Ein Telefon aus Rom und Sie hatten einen neuen Auftrag jenseits des Ruhestandes. Geht das gut?
Dieses Telefon aus Rom erreichte mich in Jerusalem. Das war für mich eine totale Überraschung! Aber aus der Ferne dachte ich manchmal, dass es sicher nicht einfach sei, Bischof einer grossen Diözese wie Chur zu sein, mit so vielen, zum Teil gegenläufigen Erwartungen. Gott hat für uns oft unerwartete Überraschungen bereit! Und Papst Franziskus sagte mir, dass ich nur ein paar Monate als Apostolischer Administrator dem Bistum Chur vorzustehen haben werde. Also, vedremo! Was ich im persönlichen Gespräch mit Papst Franziskus zu verstehen bekam, ist, dass ihm das Bistum Chur am Herzen liegt. Er versucht deshalb, sobald wie möglich eine gute Lösung zu finden.

Das Deutschschweizer «duale Kirchensystem» – Ist es dysfunktional oder funktional?
Dieses System erlebte ich schon damals in der Westschweiz.
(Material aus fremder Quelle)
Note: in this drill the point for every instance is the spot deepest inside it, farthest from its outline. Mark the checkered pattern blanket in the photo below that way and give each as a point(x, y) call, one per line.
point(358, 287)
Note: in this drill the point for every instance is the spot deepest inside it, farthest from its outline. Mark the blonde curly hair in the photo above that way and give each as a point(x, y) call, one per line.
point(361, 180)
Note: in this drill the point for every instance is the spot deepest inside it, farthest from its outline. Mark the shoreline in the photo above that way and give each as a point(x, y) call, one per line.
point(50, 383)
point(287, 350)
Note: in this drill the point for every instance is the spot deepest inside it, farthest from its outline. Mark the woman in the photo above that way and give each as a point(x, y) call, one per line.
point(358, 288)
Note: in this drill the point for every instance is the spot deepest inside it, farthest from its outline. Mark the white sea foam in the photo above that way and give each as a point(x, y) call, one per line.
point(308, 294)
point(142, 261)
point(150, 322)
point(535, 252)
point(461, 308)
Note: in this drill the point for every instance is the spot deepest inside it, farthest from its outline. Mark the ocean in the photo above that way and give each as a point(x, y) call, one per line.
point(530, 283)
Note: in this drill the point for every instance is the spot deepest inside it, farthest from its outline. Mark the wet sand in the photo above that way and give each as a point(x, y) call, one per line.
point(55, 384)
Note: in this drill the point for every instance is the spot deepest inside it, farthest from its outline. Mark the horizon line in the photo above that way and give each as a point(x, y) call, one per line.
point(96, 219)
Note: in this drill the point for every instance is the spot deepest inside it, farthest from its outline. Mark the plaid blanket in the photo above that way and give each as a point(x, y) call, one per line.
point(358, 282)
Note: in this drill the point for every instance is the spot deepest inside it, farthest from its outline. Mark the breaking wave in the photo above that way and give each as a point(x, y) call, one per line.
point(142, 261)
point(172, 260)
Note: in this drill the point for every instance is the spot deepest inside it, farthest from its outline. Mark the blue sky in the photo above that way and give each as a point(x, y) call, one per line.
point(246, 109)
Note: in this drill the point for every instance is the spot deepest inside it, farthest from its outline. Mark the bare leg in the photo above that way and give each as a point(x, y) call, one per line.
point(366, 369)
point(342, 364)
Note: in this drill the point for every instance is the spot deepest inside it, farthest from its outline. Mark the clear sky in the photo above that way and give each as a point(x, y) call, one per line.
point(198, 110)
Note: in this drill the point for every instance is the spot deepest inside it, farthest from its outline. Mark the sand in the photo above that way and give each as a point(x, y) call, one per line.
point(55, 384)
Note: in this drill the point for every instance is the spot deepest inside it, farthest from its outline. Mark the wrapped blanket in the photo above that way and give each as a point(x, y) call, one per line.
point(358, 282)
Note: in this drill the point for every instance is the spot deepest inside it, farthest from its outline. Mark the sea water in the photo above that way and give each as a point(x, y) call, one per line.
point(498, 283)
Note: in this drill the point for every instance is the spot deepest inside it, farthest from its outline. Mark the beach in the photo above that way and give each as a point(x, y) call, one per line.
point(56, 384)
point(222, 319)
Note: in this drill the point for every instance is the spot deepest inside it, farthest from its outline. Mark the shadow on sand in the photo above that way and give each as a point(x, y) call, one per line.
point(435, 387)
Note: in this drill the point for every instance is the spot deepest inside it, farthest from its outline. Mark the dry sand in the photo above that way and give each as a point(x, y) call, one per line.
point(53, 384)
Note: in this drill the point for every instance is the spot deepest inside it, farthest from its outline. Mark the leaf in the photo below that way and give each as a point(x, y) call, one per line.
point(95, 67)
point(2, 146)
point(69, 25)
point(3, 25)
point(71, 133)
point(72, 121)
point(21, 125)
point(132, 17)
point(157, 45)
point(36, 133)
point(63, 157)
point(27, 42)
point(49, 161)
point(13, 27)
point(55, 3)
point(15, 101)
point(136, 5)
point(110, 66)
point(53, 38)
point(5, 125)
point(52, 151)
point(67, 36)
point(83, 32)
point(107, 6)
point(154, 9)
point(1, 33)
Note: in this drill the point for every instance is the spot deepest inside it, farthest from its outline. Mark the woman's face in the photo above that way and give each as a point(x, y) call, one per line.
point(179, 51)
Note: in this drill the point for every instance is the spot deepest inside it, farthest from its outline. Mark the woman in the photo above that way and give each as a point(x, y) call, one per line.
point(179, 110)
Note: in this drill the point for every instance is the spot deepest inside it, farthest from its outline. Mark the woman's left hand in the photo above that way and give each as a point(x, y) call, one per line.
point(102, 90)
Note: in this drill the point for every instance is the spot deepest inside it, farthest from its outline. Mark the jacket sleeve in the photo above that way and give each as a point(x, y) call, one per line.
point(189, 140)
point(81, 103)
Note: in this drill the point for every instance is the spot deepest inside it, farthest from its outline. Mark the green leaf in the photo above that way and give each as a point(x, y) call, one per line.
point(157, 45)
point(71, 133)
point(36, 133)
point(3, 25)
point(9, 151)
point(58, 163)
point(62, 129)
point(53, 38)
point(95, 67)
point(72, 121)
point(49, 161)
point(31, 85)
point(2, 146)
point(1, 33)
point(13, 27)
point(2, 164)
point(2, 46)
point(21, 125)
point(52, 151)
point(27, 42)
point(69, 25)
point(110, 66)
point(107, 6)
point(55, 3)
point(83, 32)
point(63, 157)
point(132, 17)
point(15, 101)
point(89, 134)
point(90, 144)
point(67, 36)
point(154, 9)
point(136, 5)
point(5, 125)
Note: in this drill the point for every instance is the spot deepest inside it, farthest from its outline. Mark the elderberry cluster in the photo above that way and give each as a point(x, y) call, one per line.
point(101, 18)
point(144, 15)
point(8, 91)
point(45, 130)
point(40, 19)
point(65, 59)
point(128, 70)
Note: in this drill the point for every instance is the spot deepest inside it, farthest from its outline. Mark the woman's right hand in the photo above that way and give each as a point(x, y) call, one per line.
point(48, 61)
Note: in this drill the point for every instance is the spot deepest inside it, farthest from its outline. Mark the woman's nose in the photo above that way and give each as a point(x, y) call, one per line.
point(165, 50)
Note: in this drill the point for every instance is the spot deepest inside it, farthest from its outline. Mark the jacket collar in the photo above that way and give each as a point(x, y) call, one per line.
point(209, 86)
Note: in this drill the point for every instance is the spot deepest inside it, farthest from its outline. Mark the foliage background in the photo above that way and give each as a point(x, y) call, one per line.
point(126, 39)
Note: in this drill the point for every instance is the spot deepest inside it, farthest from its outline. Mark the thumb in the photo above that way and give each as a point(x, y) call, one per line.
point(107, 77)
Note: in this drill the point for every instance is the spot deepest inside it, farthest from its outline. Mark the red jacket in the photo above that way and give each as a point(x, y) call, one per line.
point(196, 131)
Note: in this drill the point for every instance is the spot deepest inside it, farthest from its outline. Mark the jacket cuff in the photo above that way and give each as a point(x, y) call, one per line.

Die Synode der Römisch-katholischen Körperschaft in Zürich lud mich im vergangenen Sommer in den Parlamentssaal, sozusagen ins politische Zentrum des Kantons Zürich, ein. Um den Dialog mit allen zu suchen, nahm ich die Einladung gerne an. Die Mitglieder der Synode sind alle Katholiken. Das wollte ich dort unterstreichen. Das Grundziel all dieser Getauften ist, Christus mitten in der Gesellschaft des Kantons Zürich zu verkündigen. Die Verkündigung Jesu Christi in einer globalisierten Welt ist heute auch das grosse Anliegen von Papst Franziskus. In seinem programmatischen Schreiben «Evangelii Gaudium» hat er sich so ausgedrückt: «Ich träume von einer missionarischen Entscheidung, die fähig ist, alles zu verwandeln, damit die Gewohnheiten, die Stile, die Zeitpläne, der Sprachgebrauch und jede kirchliche Struktur ein Kanal werden, der mehr der Evangelisierung der heutigen Welt als der Selbstbewahrung dient» (27). Um auf Ihre Frage über das sogenannte «duale System» kurz zu antworten: Das System braucht ja gemäss dem «Vademecum» der Schweizer Bischofskonferenz gewisse Reformen. Zu den Einzelheiten dieser Reformen möchte ich wenig sagen. Alle regional bedingten oder kulturell geprägten Weisen, sich in der Kirche vor Ort zu organisieren oder in die Gesellschaft hinein zu wirken, sind so gut wie sie eben auch der Einheit im Glauben dienen. Das Bewusstsein, mit der ganzen Katholischen Kirche im Dienst des Herrn und der Mitmenschen zu sein, ist unumgänglich. Zürich gehört zum Bistum Chur, das Bistum Chur gehört zur Katholischen Kirche und sie ist das Volk Gottes! Ein Katholik ist kein Satellit: Er ist ein Glied des Leibes Christi, also der Kirche.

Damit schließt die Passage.